Is this because it would take too much time to compute the factor to multiply the BitUSD value by for each transaction? Meaning if each block determines a factor f_i (representing e^y where y is the per block variable yield rate) for each BitAsset, then for each transaction with BitAsset inputs you would need to get all the BitAsset's f_i from block i = m where the transaction was created to block i = n which is the current block where the transaction was spent, and then multiply the BitAsset value by f_m * f_(m+1) * ... * f_n to get its new value with yield.
Yes. It would greatly increase database size and transaction processing time. I know how to "do it proper" from the original dividends design for BTSX. It requires an accumulation table that must be updated every block for 1 years worth of blocks.
I'm guessing bytemaster wants to save the product between b[m] and b[n] for all pairs of blocks m, n. I posted how to avoid this earlier in this thread (four word answer: partial sum skip list), but I'll go into more detail since both of you apparently missed (or misunderstood) that post.
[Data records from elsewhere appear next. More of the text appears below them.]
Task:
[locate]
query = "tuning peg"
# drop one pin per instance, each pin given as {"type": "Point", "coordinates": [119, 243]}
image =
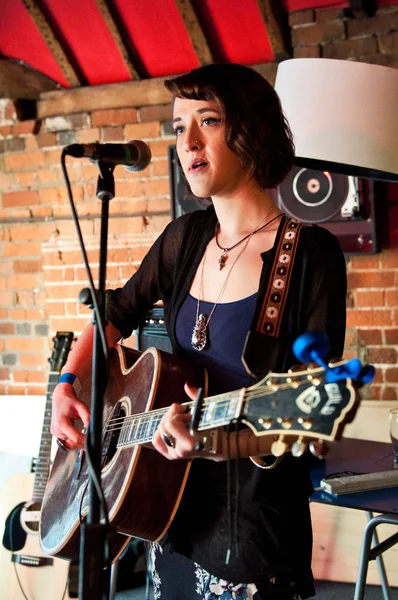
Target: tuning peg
{"type": "Point", "coordinates": [299, 447]}
{"type": "Point", "coordinates": [279, 447]}
{"type": "Point", "coordinates": [318, 449]}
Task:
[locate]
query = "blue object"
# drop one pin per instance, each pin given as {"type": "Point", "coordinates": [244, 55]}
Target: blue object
{"type": "Point", "coordinates": [314, 347]}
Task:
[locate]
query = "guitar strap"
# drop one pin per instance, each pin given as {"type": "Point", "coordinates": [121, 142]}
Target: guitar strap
{"type": "Point", "coordinates": [271, 314]}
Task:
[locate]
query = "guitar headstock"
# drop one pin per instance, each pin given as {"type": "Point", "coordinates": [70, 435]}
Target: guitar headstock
{"type": "Point", "coordinates": [300, 405]}
{"type": "Point", "coordinates": [62, 343]}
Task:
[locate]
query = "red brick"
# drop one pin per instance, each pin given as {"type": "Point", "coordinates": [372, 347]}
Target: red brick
{"type": "Point", "coordinates": [369, 318]}
{"type": "Point", "coordinates": [25, 161]}
{"type": "Point", "coordinates": [389, 393]}
{"type": "Point", "coordinates": [391, 375]}
{"type": "Point", "coordinates": [391, 336]}
{"type": "Point", "coordinates": [27, 266]}
{"type": "Point", "coordinates": [327, 14]}
{"type": "Point", "coordinates": [300, 17]}
{"type": "Point", "coordinates": [26, 314]}
{"type": "Point", "coordinates": [156, 187]}
{"type": "Point", "coordinates": [142, 130]}
{"type": "Point", "coordinates": [114, 117]}
{"type": "Point", "coordinates": [22, 249]}
{"type": "Point", "coordinates": [27, 344]}
{"type": "Point", "coordinates": [161, 113]}
{"type": "Point", "coordinates": [20, 198]}
{"type": "Point", "coordinates": [4, 374]}
{"type": "Point", "coordinates": [88, 136]}
{"type": "Point", "coordinates": [46, 139]}
{"type": "Point", "coordinates": [368, 26]}
{"type": "Point", "coordinates": [32, 231]}
{"type": "Point", "coordinates": [389, 42]}
{"type": "Point", "coordinates": [112, 134]}
{"type": "Point", "coordinates": [5, 130]}
{"type": "Point", "coordinates": [307, 52]}
{"type": "Point", "coordinates": [360, 263]}
{"type": "Point", "coordinates": [24, 127]}
{"type": "Point", "coordinates": [25, 281]}
{"type": "Point", "coordinates": [317, 33]}
{"type": "Point", "coordinates": [370, 337]}
{"type": "Point", "coordinates": [382, 355]}
{"type": "Point", "coordinates": [25, 178]}
{"type": "Point", "coordinates": [10, 111]}
{"type": "Point", "coordinates": [371, 279]}
{"type": "Point", "coordinates": [7, 328]}
{"type": "Point", "coordinates": [350, 49]}
{"type": "Point", "coordinates": [365, 299]}
{"type": "Point", "coordinates": [29, 376]}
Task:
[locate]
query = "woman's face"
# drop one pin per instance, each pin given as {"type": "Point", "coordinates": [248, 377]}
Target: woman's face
{"type": "Point", "coordinates": [211, 168]}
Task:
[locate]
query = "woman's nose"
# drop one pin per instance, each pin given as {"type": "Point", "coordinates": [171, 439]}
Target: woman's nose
{"type": "Point", "coordinates": [193, 141]}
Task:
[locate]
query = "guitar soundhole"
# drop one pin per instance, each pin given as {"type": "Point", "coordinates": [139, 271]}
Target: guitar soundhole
{"type": "Point", "coordinates": [112, 433]}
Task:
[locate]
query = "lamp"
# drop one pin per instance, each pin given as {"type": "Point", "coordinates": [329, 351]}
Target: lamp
{"type": "Point", "coordinates": [343, 115]}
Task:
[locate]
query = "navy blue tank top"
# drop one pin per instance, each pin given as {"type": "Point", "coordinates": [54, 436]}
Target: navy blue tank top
{"type": "Point", "coordinates": [226, 335]}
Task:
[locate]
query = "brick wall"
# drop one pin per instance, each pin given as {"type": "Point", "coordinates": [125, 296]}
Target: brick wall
{"type": "Point", "coordinates": [41, 269]}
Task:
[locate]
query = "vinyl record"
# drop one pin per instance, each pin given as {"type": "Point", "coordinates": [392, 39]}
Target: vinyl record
{"type": "Point", "coordinates": [313, 196]}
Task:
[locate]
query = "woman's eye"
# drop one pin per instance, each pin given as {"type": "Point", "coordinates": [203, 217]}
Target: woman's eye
{"type": "Point", "coordinates": [210, 121]}
{"type": "Point", "coordinates": [178, 130]}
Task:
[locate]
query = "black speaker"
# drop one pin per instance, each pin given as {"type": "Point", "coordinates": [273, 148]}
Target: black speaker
{"type": "Point", "coordinates": [152, 331]}
{"type": "Point", "coordinates": [340, 203]}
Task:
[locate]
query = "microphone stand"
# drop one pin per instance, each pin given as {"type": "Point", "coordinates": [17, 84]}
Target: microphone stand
{"type": "Point", "coordinates": [94, 578]}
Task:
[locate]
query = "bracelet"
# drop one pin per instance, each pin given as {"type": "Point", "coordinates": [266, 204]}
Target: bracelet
{"type": "Point", "coordinates": [72, 379]}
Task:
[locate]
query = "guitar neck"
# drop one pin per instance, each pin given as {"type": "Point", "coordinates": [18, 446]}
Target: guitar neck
{"type": "Point", "coordinates": [44, 457]}
{"type": "Point", "coordinates": [217, 411]}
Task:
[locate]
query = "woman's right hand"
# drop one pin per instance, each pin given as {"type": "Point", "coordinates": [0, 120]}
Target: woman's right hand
{"type": "Point", "coordinates": [66, 409]}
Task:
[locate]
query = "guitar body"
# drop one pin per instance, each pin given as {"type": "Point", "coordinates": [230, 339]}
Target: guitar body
{"type": "Point", "coordinates": [142, 488]}
{"type": "Point", "coordinates": [46, 582]}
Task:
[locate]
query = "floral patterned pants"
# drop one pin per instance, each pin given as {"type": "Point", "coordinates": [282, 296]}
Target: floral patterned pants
{"type": "Point", "coordinates": [175, 577]}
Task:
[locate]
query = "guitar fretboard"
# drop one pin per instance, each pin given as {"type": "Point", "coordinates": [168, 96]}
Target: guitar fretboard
{"type": "Point", "coordinates": [217, 411]}
{"type": "Point", "coordinates": [43, 460]}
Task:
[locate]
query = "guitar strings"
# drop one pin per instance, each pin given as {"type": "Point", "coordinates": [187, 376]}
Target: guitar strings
{"type": "Point", "coordinates": [119, 422]}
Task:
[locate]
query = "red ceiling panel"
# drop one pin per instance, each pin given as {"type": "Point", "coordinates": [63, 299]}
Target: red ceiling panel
{"type": "Point", "coordinates": [20, 38]}
{"type": "Point", "coordinates": [158, 34]}
{"type": "Point", "coordinates": [89, 40]}
{"type": "Point", "coordinates": [291, 5]}
{"type": "Point", "coordinates": [235, 30]}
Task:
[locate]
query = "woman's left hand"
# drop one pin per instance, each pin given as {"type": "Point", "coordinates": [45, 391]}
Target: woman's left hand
{"type": "Point", "coordinates": [172, 438]}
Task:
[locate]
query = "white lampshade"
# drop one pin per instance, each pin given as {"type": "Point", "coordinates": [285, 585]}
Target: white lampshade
{"type": "Point", "coordinates": [343, 115]}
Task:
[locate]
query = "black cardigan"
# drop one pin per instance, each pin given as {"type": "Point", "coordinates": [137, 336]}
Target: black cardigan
{"type": "Point", "coordinates": [274, 528]}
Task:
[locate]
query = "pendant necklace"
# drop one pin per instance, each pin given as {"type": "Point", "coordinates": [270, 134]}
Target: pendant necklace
{"type": "Point", "coordinates": [223, 258]}
{"type": "Point", "coordinates": [199, 334]}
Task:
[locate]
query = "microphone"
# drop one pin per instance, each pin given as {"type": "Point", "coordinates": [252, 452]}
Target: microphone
{"type": "Point", "coordinates": [135, 155]}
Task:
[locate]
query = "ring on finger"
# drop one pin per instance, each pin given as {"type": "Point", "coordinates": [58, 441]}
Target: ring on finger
{"type": "Point", "coordinates": [168, 440]}
{"type": "Point", "coordinates": [61, 443]}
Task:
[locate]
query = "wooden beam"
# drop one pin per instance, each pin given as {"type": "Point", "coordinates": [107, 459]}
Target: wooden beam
{"type": "Point", "coordinates": [147, 92]}
{"type": "Point", "coordinates": [20, 81]}
{"type": "Point", "coordinates": [113, 28]}
{"type": "Point", "coordinates": [195, 31]}
{"type": "Point", "coordinates": [51, 41]}
{"type": "Point", "coordinates": [275, 20]}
I propose using sums of logarithms instead of multiplying (so we can do many-block sequences without worrying too much about various approximation issues). Then only save partial sums that are aligned power-of-two length. So you save (in your notation):
run(m, 1) = f_m # for all blocks
run(m, 2) = f_m + f_{m+1} # for every 2nd block
run(m, 4) = f_m + f_{m+1} + f_{m+2} + f_{m+3} # for every 4th block
run(m, 8) = f_m + f_{m+1} + f_{m+2} + f_{m+3} + f_{m+4} + f_{m+5} + f_{m+6} + f_{m+7}
# for every 8th block, etc... for every power of 2
If total number of blocks is N, this data structure needs at most 2N-1 entries (hint: total size is a geometric series).
So if you want to find e.g. the sum of logs from 0x7159 (inclusive) to 0x1258a (exclusive), you can compute that as:
run(0x7159, 1) + run(0x715a, 2) + run(0x715c, 4) + run(0x7160, 0x20) + run(0x7180, 0x80) + run(0x7200, 0x200) + run(0x7400, 0x400) + run(0x7800, 0x800) + run(0x8000, 0x8000) + run(0x10000, 0x2000) + run(0x12000, 0x400) + run(0x12400, 0x100) + run(0x12500, 0x80) + run(0x12580, 8) + run(0x12588, 2)
The proper bit twiddling operations to implement this are left as an exercise to the reader.
Updating a block will usually be fast, requiring only the last few blocks. Block heights divisible by large powers of 2 will happen and reach higher in the blockchain (on an exponentially rare basis), but in all cases at most log(N) values need be saved, each of which requires at most log(N) time. (I think the actual bound is just log(N) instead of log(N)^2 because you re-use the tail part and only need to reach back one more entry, but log^2(N) is still fast enough.)